We come to what was there before we left or even thought of leaving. We come not just to ourselves as individuals but to ourselves as part of other people and other lives. As the philosopher Simone Weil once wrote, “To be rooted is perhaps the most important and least recognized need of the human soul.” We grow roots, she added, through “real, active and natural participation in the life of a community.”

We come not  to what we thought was somehow “coming to us” but already had not knowing it.  This is where remorse becomes repentance and we all “rise up” and head toward home and the final stage of the cycle. But we cannot be on our way back home until we do rise up and make the commitment to return.

And then we head home:

The German poet, JW Goethe wrote: 

“Until one is committed there is hesitancy, the chance to draw back, always ineffectiveness.  Concerning all acts of initiative (and creation) there is one elementary truth, the ignorance of which kills countless ideas and splendid plans, that the moment one definitely commits oneself then Providence moves too. All sorts of things occur to help one that would never otherwise have occurred.  A whole stream of events issues from the decisions raising in one’s favor all manner of unforeseen incidents and meetings and material assistance which no man could have dreamt would have come his way.” 

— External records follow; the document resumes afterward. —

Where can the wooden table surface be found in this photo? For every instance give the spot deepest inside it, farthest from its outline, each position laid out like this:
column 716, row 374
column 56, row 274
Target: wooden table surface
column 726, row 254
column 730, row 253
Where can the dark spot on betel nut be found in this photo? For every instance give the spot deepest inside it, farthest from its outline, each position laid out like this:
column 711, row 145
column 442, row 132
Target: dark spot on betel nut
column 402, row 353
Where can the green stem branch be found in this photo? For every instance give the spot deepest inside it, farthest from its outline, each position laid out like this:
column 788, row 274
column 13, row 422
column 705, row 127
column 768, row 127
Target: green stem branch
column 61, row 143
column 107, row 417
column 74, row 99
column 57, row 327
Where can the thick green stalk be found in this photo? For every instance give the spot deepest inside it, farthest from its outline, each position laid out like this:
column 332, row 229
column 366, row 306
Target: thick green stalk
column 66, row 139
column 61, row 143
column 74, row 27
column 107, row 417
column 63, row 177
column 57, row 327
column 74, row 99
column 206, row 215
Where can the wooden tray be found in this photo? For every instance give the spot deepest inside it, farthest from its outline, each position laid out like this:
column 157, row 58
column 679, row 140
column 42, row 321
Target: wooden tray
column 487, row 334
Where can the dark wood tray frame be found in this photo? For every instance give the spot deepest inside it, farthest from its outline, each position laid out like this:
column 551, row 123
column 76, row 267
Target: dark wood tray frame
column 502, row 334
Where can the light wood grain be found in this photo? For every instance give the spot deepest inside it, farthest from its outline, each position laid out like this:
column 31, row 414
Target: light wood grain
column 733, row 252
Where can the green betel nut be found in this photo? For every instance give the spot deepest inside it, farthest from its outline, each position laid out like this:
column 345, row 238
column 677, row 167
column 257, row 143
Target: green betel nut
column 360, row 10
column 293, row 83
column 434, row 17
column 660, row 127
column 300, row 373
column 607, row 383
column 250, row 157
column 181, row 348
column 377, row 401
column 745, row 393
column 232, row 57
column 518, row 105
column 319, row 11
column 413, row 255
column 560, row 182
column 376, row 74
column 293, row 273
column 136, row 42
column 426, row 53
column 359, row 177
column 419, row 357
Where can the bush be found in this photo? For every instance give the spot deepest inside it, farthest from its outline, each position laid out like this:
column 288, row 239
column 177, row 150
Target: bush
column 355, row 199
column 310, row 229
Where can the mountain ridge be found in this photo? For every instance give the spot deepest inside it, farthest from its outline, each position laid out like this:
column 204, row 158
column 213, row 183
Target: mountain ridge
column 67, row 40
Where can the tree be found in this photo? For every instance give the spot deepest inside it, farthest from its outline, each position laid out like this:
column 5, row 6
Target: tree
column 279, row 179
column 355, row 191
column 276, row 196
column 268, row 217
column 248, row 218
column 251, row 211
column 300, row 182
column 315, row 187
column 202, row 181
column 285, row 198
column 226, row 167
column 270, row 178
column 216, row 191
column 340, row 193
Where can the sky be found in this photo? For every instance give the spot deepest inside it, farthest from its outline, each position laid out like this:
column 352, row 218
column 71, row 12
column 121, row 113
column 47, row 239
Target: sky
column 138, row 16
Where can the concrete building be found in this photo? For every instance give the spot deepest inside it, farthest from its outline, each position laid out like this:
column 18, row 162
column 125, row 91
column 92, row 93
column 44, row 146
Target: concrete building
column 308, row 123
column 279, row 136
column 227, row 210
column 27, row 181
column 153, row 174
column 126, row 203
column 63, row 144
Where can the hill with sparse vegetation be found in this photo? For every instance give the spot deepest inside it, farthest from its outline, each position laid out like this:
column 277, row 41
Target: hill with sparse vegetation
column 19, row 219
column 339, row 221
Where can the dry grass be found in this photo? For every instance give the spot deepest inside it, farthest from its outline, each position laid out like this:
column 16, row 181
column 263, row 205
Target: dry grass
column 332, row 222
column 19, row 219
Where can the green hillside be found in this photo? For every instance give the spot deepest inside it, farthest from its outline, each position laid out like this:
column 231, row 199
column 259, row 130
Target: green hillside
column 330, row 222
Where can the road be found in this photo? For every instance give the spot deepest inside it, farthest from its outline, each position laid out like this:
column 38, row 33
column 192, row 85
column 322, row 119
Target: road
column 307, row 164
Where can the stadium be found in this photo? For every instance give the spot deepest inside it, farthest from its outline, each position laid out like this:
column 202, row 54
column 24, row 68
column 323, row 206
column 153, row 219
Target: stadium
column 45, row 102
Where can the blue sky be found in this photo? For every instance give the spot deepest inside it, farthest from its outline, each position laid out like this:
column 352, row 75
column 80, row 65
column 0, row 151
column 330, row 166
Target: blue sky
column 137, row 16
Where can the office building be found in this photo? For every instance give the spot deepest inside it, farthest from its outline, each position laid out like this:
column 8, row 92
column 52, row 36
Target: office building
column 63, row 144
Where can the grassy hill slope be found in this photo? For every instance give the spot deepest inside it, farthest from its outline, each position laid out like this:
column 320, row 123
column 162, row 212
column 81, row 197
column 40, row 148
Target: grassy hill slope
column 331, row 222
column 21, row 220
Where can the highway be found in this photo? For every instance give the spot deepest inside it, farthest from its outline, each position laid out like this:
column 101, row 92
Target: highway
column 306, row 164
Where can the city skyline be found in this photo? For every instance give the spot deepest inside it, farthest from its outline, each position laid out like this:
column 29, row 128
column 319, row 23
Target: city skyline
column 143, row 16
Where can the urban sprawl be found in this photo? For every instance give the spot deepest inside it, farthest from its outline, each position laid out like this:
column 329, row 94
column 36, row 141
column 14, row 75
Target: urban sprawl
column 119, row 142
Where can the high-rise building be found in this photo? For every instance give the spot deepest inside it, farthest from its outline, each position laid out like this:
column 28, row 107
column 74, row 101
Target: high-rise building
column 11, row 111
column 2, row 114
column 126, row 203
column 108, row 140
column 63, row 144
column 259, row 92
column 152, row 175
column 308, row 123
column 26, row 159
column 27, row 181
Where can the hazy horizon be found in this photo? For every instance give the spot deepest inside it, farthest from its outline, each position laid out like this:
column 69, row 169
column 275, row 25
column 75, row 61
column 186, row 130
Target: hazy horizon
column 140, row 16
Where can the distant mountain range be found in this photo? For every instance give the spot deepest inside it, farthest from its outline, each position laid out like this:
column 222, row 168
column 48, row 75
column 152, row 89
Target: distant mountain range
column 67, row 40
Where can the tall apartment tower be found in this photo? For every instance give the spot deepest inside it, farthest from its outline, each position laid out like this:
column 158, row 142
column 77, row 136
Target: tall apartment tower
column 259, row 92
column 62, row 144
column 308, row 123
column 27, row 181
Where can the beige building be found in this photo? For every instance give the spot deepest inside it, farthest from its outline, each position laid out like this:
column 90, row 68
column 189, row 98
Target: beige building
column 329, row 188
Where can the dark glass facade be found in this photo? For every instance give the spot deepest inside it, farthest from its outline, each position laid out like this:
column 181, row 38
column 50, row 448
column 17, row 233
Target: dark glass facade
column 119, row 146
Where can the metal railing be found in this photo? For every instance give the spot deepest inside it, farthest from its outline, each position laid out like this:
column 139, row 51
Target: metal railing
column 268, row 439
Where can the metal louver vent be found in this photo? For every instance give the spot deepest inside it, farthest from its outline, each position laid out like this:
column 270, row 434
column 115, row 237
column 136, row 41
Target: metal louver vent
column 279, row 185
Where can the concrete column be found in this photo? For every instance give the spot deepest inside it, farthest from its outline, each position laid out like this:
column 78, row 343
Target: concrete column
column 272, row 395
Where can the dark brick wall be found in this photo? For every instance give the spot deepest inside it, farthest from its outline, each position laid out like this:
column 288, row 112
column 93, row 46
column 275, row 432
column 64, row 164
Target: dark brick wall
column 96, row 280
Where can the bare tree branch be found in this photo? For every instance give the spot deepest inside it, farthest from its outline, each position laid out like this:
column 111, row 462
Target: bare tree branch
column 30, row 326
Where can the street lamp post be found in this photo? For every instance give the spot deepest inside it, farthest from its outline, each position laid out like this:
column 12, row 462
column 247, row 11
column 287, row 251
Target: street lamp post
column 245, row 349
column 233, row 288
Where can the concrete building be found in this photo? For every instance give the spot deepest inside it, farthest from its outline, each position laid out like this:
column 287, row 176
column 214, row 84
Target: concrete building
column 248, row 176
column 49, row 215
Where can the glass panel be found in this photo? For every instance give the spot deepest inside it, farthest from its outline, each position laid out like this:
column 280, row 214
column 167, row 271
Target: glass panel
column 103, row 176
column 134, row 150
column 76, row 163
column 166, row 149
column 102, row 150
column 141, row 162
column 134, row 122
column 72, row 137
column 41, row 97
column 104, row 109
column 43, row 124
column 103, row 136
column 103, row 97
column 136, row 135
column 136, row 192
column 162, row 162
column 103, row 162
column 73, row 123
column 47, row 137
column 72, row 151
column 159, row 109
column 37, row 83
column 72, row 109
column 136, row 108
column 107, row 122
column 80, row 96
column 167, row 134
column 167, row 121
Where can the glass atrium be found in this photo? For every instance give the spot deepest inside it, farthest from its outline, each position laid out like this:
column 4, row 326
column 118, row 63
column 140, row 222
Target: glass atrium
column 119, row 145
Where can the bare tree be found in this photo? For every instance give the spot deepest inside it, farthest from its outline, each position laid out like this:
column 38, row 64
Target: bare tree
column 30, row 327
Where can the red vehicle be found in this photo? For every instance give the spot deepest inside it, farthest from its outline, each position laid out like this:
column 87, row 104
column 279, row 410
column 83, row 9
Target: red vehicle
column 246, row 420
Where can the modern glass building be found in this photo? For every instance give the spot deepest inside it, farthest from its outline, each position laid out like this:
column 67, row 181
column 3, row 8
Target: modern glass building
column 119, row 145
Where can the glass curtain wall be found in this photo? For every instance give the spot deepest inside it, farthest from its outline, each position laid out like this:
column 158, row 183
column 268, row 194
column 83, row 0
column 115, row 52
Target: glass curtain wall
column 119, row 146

Oswald Chambers put it this way: “When we choose deliberately to obey Him, then He will tax the remotest star and the last grain of sand to assist us with His almighty power.”

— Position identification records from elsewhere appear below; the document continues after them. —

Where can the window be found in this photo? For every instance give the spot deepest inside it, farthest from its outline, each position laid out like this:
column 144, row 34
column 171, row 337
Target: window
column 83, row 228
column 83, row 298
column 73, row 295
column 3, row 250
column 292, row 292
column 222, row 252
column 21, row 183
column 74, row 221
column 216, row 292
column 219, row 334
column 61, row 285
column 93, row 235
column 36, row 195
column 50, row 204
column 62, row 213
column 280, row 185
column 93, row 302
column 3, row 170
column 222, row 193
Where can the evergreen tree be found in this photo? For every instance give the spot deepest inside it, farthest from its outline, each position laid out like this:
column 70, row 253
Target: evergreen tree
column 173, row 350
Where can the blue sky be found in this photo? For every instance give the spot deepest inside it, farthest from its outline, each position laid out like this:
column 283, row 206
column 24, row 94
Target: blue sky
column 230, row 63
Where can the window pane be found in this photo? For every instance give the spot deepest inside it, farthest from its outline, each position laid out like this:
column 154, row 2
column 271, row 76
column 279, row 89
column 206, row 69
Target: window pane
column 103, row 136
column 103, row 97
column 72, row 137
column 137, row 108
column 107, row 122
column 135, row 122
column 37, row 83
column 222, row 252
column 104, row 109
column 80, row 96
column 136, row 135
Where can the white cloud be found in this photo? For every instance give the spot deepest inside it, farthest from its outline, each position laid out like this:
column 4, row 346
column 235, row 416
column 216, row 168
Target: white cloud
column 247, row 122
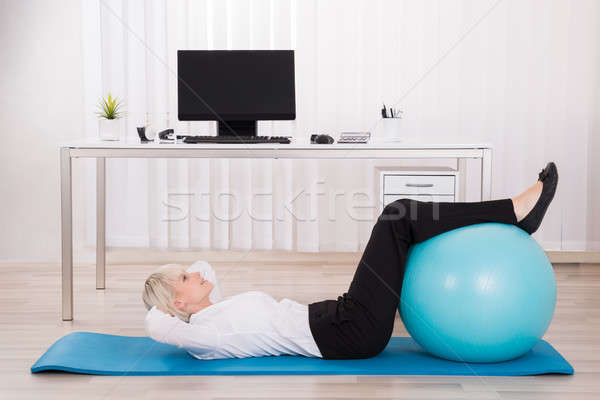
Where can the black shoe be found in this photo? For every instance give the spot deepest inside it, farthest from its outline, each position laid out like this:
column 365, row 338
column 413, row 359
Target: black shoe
column 549, row 177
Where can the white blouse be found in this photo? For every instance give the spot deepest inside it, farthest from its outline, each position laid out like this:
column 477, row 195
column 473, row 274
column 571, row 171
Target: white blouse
column 250, row 324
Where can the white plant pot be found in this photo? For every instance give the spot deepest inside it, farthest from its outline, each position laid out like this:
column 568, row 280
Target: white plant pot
column 110, row 129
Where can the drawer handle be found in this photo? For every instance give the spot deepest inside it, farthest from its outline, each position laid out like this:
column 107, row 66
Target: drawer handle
column 419, row 184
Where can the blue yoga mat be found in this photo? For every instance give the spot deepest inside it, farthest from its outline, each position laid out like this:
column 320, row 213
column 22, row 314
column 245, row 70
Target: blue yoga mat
column 101, row 354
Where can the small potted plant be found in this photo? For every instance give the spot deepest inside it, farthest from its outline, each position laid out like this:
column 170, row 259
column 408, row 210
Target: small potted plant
column 111, row 124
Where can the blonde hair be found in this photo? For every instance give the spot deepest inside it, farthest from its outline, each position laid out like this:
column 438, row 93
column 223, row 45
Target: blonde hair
column 159, row 290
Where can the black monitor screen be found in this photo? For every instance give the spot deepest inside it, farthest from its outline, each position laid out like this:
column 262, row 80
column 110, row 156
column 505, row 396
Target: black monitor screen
column 236, row 85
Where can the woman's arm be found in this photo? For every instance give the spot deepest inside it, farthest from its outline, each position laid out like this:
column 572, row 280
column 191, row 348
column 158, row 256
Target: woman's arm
column 207, row 271
column 196, row 338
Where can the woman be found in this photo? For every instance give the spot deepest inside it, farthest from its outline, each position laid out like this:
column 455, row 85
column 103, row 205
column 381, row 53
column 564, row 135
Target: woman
column 186, row 308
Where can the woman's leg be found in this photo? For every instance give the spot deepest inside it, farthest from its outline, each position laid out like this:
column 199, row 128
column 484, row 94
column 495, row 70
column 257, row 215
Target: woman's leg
column 377, row 282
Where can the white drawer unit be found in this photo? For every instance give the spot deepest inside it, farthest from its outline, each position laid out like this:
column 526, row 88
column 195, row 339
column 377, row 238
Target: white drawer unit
column 418, row 184
column 424, row 184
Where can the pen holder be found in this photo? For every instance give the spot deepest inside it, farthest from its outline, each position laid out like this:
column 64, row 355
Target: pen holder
column 391, row 130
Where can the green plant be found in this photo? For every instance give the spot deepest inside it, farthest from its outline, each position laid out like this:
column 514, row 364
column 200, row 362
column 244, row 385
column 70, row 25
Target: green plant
column 110, row 107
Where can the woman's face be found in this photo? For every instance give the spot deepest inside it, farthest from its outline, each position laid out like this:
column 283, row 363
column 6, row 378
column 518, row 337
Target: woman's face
column 191, row 292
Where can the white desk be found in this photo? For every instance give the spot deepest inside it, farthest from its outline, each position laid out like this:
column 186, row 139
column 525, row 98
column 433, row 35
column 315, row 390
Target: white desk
column 102, row 150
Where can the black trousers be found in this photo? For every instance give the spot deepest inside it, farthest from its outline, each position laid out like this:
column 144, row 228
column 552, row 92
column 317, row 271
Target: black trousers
column 359, row 323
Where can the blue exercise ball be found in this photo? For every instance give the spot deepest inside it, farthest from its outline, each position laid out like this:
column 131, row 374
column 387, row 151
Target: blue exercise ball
column 480, row 293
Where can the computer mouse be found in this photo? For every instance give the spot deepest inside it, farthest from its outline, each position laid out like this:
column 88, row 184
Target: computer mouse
column 324, row 139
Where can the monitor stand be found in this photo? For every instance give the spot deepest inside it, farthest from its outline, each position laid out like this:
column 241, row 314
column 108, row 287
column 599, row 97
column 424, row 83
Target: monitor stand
column 240, row 128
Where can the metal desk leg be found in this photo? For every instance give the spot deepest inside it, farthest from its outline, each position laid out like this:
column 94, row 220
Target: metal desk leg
column 486, row 175
column 100, row 223
column 66, row 229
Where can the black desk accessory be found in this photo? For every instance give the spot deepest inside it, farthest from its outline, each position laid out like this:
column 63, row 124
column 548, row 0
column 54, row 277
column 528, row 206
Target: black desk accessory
column 236, row 139
column 321, row 139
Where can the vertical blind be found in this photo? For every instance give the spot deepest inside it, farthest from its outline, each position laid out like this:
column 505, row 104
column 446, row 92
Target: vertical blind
column 514, row 74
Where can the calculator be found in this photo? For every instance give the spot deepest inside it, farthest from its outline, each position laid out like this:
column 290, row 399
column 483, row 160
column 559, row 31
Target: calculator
column 354, row 137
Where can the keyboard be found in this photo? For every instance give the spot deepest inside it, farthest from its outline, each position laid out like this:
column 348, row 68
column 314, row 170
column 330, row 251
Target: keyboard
column 236, row 139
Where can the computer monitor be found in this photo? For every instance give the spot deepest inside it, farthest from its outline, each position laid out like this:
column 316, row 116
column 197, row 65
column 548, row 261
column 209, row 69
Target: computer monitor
column 236, row 88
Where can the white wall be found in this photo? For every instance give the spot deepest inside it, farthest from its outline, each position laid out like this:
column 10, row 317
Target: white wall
column 483, row 96
column 40, row 105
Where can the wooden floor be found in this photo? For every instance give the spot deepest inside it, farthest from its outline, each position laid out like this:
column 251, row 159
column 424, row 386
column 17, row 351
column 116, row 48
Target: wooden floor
column 29, row 314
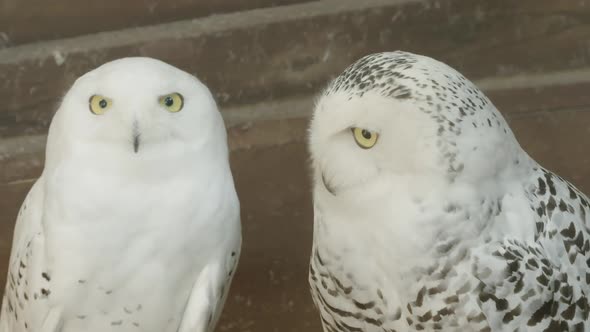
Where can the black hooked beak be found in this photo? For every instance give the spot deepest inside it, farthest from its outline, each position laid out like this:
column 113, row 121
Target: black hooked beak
column 327, row 186
column 135, row 136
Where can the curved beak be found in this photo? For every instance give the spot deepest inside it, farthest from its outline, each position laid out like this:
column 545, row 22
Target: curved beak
column 326, row 184
column 136, row 136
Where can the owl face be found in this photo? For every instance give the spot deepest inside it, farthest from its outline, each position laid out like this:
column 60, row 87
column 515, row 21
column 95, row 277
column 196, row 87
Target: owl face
column 137, row 104
column 362, row 140
column 394, row 117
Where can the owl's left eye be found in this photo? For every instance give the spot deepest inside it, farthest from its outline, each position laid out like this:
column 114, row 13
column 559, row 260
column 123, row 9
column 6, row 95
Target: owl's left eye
column 366, row 139
column 172, row 102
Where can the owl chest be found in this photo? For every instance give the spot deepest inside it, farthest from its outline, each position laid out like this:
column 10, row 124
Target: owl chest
column 349, row 300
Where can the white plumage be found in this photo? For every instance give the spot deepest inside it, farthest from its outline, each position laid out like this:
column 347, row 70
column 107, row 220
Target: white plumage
column 430, row 216
column 134, row 223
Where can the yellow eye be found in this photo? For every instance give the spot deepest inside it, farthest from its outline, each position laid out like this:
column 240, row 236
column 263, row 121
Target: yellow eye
column 172, row 102
column 99, row 104
column 364, row 138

In my mind, I see the father rising up with the son at the same moment the son has determined to come home and the father then walks out to the road to wait for him. When the son commits the father moves at the same moment.  In a way, it is how Esau knew that after twenty years Jacob was on his way home and Esau started off to meet him.

Every one of these stories ends with a party and this is no exception.  I suppose that was the hard part for the Pharisees – the undeserved extravagance and excess of the father.  It is not unlike what we saw last week in the undeserving hero of the Samaritan or the parable of the workers who are paid full wages for a partial day’s work. It is not fair

But for the son, it is not just coming home.  It not just coming back.  It is not just coming to himself. It is coming to the father really for the first time even though he has belonged to the father all his life.  It is seeing the father for who he is for the first time.  There is a poem by T.S. Eliot, the “Four Quartets” and I want to read a snippet of it in closing. 

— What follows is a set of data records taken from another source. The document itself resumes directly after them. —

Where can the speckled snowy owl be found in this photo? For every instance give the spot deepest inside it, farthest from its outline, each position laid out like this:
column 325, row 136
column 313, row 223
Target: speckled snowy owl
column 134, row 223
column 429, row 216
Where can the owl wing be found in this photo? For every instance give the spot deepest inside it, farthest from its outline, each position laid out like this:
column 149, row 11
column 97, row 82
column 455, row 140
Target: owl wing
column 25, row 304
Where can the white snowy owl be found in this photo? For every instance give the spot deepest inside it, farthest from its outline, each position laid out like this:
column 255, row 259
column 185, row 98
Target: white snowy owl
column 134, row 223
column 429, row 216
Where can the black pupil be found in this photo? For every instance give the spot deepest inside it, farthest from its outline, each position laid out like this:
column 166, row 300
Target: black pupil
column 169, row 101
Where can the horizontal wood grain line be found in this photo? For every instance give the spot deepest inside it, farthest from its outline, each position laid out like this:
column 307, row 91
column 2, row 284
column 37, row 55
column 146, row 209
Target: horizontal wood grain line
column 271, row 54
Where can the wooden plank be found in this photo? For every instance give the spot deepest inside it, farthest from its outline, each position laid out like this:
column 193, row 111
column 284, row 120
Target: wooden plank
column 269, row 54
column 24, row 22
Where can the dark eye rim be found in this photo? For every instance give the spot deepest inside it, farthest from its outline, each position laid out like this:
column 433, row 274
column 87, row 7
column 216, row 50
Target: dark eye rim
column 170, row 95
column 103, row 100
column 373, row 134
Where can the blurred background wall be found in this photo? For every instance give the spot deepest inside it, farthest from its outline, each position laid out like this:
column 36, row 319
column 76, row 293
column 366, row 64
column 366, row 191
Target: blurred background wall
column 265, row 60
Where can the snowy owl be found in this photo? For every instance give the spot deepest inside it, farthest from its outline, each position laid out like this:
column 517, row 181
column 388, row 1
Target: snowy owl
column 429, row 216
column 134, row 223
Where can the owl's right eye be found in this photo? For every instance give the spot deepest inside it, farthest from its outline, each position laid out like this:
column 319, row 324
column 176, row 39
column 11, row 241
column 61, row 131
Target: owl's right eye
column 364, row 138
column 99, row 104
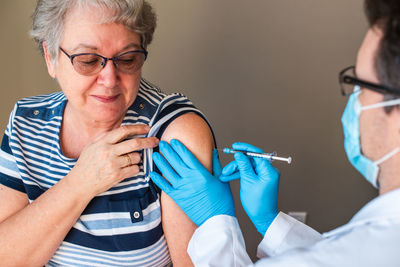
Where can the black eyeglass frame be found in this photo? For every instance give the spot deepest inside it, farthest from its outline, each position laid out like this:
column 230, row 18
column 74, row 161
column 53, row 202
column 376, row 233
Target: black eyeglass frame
column 105, row 59
column 346, row 79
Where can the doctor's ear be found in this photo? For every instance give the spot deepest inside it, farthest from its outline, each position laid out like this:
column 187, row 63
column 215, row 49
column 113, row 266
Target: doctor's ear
column 49, row 62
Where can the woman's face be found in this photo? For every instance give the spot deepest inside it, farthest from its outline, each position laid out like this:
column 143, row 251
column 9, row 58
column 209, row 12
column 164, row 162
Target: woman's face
column 105, row 96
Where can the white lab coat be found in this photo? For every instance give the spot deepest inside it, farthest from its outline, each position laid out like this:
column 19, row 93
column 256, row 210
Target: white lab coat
column 371, row 238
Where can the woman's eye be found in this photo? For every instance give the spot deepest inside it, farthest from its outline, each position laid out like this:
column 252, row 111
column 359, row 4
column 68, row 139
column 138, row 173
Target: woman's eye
column 84, row 60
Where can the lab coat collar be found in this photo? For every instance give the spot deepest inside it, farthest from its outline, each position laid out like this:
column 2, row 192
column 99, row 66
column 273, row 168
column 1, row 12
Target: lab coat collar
column 383, row 207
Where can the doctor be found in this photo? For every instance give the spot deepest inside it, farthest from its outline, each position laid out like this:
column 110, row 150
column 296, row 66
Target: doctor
column 371, row 124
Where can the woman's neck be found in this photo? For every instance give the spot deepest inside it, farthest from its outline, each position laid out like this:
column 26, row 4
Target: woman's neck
column 77, row 131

We shall not cease from exploration

And the end of our exploring

Will be to arrive where we started

And know the place for the first time.

I do not know where you are this morning.  You may be wanting what is coming to you or you may be spending time reading those brochures about the far country. You may be in the far country and feeling like you have fallen into ruin and are lost.  You may be at the point of coming to yourself and rising up for the journey back home.  Wherever you are, I want you to know there is a waiting and extravagant Father and a place for you – a place where you have always belonged.